The universe has a way of still amazing everyone with the stars and planets and various other phenomena that occur beyond the planet. Recently, NASA released a photo taken by the Hubble Space Telescope of what is perhaps the most famous galaxy in the universe.

The Hubble Space Telescope, a collaboration between NASA and the European Space Agency or ESA, snapped photographs of a very famous galaxy, referred to as NGC 1803. This particular galaxy is lined with millions of stars and is surrounded by nothing but an inky-black space. NGC 1803 is 200 million light-years away from Earth, found in the southern constellation of Pictor or The Painter’s Easel. As to why it is a famous galaxy, it is because NGC 1803 was first discovered by one of the pioneers in Astronomy, Sir John Herschel.

Along with his father William and his aunt Caroline, they are known to be very influential figures in the field, having discovered and cataloged many stars and nebulae to their name. Their legacies remain until this day. Upon the release of the photos, NASA said that NGC 1803 is one in a “galactic pair. It was described by Dreyer as being ‘faint, small, and round,’ and located near to a very bright star to the southeast,” referring to the nebulous lenticular galaxy named PGC 16720.
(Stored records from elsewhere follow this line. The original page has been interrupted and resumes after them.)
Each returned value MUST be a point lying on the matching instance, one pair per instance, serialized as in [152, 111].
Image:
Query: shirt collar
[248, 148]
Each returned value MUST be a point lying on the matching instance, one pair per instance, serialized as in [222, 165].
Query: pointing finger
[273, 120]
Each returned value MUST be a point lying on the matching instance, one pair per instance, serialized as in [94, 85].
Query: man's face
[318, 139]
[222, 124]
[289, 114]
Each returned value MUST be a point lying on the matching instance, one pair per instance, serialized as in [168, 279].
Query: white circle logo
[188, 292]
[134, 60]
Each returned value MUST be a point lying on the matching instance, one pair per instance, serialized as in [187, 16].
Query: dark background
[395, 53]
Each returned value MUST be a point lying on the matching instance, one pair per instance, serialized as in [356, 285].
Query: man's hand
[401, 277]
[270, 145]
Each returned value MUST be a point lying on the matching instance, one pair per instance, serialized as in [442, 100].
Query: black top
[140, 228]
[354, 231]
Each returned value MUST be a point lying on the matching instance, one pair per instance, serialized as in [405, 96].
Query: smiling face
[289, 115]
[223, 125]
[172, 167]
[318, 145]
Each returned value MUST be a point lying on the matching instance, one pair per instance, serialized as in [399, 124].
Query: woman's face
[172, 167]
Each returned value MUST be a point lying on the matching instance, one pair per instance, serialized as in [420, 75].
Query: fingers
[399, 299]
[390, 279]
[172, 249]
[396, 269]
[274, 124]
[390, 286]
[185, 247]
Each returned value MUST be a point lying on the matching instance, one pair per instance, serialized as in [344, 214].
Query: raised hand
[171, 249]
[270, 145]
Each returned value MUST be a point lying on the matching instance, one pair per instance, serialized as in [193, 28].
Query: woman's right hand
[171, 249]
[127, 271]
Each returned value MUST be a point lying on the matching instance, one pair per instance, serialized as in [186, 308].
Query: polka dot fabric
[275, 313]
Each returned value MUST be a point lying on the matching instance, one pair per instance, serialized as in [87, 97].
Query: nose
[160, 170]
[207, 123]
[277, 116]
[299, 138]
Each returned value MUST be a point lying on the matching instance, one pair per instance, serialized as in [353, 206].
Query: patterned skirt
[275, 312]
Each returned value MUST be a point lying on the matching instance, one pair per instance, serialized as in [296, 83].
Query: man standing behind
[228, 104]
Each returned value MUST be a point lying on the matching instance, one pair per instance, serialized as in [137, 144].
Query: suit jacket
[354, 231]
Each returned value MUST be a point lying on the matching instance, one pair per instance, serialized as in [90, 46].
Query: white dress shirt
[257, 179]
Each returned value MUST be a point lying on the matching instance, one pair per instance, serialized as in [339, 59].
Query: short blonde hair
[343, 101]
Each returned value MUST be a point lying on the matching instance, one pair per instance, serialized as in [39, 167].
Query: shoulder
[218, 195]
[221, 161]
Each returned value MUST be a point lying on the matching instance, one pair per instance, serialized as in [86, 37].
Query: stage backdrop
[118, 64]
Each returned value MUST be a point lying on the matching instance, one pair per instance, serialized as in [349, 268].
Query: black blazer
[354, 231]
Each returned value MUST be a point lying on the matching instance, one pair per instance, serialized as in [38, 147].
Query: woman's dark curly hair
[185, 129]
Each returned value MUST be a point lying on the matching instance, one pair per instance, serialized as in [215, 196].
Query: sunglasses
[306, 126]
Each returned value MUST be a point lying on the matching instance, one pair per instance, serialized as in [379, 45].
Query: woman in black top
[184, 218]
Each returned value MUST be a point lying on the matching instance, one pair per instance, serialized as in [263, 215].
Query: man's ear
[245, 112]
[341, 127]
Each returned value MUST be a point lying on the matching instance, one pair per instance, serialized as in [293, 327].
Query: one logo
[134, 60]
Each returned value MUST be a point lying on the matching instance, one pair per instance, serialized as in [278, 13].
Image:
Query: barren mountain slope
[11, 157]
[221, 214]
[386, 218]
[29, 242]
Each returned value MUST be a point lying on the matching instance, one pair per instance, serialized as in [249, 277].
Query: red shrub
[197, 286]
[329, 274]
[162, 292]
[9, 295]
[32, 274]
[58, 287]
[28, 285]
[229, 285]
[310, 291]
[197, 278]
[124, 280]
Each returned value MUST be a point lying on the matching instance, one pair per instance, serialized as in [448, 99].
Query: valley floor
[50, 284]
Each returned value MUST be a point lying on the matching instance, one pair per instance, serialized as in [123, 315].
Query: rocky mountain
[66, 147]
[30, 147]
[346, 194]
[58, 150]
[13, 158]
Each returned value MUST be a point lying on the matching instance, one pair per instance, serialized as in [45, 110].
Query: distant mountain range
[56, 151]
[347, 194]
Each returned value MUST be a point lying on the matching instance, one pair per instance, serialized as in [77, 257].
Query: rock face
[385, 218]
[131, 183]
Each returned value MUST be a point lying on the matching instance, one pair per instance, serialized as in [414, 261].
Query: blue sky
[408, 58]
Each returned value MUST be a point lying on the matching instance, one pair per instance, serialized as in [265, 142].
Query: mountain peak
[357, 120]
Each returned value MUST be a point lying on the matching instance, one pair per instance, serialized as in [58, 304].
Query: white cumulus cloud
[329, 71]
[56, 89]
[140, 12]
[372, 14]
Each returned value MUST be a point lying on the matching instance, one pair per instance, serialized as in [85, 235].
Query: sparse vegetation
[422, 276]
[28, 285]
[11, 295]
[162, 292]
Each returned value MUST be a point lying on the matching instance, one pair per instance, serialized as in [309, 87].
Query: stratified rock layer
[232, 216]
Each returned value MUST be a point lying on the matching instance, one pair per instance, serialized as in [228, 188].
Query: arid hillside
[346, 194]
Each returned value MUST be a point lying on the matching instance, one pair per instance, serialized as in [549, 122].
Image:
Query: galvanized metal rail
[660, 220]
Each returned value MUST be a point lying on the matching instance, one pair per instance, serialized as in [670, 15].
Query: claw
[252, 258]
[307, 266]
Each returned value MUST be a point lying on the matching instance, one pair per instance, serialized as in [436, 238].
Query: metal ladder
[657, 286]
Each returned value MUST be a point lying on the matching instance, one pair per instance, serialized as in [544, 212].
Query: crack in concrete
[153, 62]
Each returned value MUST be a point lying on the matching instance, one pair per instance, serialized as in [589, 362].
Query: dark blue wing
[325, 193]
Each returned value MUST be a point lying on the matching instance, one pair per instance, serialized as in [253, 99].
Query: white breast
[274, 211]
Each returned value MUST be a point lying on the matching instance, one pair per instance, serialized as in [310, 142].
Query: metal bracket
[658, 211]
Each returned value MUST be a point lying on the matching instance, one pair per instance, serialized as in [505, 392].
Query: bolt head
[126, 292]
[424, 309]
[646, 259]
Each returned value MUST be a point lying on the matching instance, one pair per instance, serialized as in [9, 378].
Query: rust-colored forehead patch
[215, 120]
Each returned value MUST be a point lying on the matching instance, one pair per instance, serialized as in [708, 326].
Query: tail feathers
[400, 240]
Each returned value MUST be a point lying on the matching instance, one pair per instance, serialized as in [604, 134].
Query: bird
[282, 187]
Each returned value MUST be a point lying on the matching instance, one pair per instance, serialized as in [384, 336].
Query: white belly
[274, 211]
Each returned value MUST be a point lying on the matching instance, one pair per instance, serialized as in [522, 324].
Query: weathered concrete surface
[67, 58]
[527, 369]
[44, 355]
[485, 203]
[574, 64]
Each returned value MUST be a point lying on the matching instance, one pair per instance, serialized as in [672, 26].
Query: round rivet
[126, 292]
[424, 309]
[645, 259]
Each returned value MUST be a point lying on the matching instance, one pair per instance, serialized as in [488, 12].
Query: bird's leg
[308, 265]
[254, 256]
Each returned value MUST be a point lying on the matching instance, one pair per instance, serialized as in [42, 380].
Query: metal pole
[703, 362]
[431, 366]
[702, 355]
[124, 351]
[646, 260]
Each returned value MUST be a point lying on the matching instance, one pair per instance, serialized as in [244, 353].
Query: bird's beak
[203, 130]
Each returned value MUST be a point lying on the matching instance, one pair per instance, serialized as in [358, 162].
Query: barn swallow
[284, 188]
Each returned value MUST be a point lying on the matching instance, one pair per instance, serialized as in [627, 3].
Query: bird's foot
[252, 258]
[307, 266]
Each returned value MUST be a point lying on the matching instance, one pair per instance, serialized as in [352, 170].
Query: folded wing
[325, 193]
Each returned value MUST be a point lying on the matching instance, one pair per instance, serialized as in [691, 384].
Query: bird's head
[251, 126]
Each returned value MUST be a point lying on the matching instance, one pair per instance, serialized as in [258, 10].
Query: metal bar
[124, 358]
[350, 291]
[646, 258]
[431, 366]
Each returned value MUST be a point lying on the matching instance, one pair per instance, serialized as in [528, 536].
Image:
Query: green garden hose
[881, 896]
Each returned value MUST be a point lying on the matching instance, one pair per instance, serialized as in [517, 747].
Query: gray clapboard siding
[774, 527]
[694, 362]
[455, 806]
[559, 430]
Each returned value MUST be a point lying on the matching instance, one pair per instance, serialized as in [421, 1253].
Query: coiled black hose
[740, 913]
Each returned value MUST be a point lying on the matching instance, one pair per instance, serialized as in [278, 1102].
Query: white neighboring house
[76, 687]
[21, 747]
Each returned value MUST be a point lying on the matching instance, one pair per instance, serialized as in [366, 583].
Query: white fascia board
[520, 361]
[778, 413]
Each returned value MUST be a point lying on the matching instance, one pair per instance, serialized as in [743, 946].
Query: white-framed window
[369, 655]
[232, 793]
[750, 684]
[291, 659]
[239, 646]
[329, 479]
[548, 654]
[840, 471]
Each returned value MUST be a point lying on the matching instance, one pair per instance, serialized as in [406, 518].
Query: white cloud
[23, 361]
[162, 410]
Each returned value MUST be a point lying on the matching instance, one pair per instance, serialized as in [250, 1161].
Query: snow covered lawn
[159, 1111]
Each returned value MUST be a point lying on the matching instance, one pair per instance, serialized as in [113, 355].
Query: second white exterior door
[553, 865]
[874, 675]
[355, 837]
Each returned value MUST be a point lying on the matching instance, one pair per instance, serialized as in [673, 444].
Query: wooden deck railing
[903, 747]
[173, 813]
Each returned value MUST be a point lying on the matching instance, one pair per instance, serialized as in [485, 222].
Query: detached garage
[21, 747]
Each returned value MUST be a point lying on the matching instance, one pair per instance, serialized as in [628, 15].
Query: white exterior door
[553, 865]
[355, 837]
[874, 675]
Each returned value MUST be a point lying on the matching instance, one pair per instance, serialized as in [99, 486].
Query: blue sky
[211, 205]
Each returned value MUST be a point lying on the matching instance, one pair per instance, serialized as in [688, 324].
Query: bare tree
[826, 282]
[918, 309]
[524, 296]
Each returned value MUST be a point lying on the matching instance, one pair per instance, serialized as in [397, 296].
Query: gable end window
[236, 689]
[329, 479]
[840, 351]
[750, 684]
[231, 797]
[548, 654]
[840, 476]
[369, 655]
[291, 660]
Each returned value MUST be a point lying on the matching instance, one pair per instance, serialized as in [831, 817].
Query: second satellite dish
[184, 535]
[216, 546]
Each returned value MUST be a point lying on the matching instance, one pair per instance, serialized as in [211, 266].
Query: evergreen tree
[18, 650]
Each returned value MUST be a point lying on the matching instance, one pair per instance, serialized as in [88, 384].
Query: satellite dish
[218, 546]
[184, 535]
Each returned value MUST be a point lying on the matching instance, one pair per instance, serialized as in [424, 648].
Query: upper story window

Meanwhile, solar flares were captured for the very first time on the camera back in 2017. The Expanded Owens Solar Valley Solar Array Radio Telescope by the New Jersey Institute of Technology was the device used to capture this process caused by the eruption of a magnetic field on the Sun. The photos taken of the solar flare showed the progression of this process, revealing just when and where the eruption caused the plasma to heat up to a billion degrees Celsius.

Upon further studies, researchers were able to determine the measurements of the magnetic field by simply following the direction and ignition of the solar flare. The researchers were also able to track its conversion into the other forms of energy that fuel the solar flare’s trip to the corona. The changes in the corona’s magnetic field have only been estimated.